Assembrix kombiniert diese Maßnahmen zu einer Lösung, die sichere, dezentrale Fertigung ermöglicht – und dabei das geistige Eigentum bewahrt.

Welche wichtigen Trends sehen Sie für die Zukunft der additiven Fertigung – insbesondere im Hinblick auf Cybersecurity, verteilte Fertigung und den zunehmenden Einsatz von KI entlang des AM-Workflows?

Die additive Fertigung der Zukunft wird maßgeblich durch Cybersecurity, dezentrale Produktionsmodelle und den Einsatz von KI geprägt sein. Zu den zentralen Entwicklungen zählen:

-CYBERSECURITY-VERBESSERUNGEN:

Blockchain-Erweiterung: Die Blockchain-Technologie wird zur Standardmethode für Schutz und Rückverfolgbarkeit von IP. Assembrix nutzt Blockchain zur Sicherung und Protokollierung von Workflows – besonders relevant für Branchen wie Verteidigung und Luftfahrt.

AM-spezifische Standards: ASTM und ISO erarbeiten gezielte Cybersecurity-Leitlinien, die Daten- und Lieferkettensicherheit betreffen. Die Einhaltung dieser Standards stärkt die Rolle von Assembrix im sicheren AM-Umfeld.

KI-basierte Angriffserkennung: Künstliche Intelligenz wird zur Erkennung unautorisierter Zugriffe und Dateimanipulationen beitragen – eine Ergänzung zu den bestehenden Echtzeit-Sicherheitsfunktionen von Assembrix.

-VERTEILTE FERTIGUNG:

Digitale Inventare: CAD-Modelle werden zur bedarfsgesteuerten Fertigung gespeichert – Lagerhaltungskosten lassen sich so reduzieren, wie bereits in der Öl- und Gasindustrie erprobt.

Lokalisierte Produktion: Große AM-Anlagen (z. B. für Bauwesen) erlauben regionale Fertigung und verkürzen Lieferketten. Die VMS-Plattform von Assembrix steuert solche Prozesse sicher.

Standardisierte Ökosysteme: Kooperationen zwischen OEMs und Softwareanbietern sorgen für reproduzierbare Qualität – Assembrix ermöglicht dabei den gesicherten Datenaustausch.

-WACHSENDE ROLLE DER KI:

Prozessoptimierung: KI wird Druckparameter intelligent anpassen, um Fehler zu minimieren. Erste Integrationen in Assembrix VMS laufen bereits.

Prädiktive Wartung: KI erkennt frühzeitig Anzeichen von Maschinenversagen und reduziert Ausfallzeiten.

Generatives Design: KI-basierte Tools entwickeln optimierte Bauteile, während Assembrix die Dateisicherheit gewährleistet.
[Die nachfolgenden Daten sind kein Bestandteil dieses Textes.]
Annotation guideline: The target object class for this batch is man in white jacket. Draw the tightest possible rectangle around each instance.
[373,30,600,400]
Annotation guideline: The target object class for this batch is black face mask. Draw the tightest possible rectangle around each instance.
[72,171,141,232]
Qualitätssicherung: KI-gestützte Inline-Überwachung wird die Einhaltung von Spezifikationen in Echtzeit sicherstellen – als Ergänzung zur bestehenden Prozesskontrolle.

-WEITERE TRENDS:

Multimaterialdruck: Die Kombination von Metallen und Polymeren eröffnet neue Anwendungsfelder.
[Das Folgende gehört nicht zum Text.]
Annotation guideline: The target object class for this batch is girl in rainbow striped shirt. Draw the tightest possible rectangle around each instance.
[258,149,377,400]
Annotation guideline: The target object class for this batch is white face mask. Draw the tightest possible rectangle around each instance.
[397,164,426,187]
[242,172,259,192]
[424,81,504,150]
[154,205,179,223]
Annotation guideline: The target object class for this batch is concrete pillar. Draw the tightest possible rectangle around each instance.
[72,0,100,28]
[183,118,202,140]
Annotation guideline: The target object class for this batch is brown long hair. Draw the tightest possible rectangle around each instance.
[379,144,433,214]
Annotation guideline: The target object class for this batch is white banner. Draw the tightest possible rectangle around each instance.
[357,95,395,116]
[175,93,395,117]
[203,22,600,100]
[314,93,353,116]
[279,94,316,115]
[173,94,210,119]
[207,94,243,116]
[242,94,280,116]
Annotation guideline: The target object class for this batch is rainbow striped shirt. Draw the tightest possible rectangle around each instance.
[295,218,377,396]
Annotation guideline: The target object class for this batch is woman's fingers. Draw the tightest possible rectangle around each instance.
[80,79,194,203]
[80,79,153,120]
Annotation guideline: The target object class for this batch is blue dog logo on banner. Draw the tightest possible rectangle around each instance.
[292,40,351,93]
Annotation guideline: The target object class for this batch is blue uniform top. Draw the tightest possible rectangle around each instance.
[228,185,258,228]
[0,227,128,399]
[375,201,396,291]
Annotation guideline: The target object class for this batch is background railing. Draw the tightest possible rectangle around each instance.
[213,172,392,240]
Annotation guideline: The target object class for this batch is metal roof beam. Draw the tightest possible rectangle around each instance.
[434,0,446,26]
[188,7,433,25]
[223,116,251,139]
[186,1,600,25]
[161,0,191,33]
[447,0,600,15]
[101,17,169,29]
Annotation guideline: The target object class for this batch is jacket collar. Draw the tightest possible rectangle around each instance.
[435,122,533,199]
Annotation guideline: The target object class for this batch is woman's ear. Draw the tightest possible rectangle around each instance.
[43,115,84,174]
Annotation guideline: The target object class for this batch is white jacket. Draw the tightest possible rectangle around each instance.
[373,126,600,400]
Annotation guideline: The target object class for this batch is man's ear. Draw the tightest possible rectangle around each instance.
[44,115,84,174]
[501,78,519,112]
Nachhaltigkeit: Wiederverwertbare Materialien und energieeffiziente Prozesse werden ökologischen Zielen gerecht.

Bioprinting und 4D-Druck: Neue Impulse für Medizin und intelligente Materialien.

Die Sicherheitslösungen von Assembrix schaffen Vertrauen in vernetzte Produktionsumgebungen. Gleichzeitig steigern KI und Automatisierung die Effizienz. Plattformen wie VMS unterstützen die Umsetzung verteilter Fertigungskonzepte – ein Baustein für widerstandsfähige Lieferketten im digitalen Zeitalter.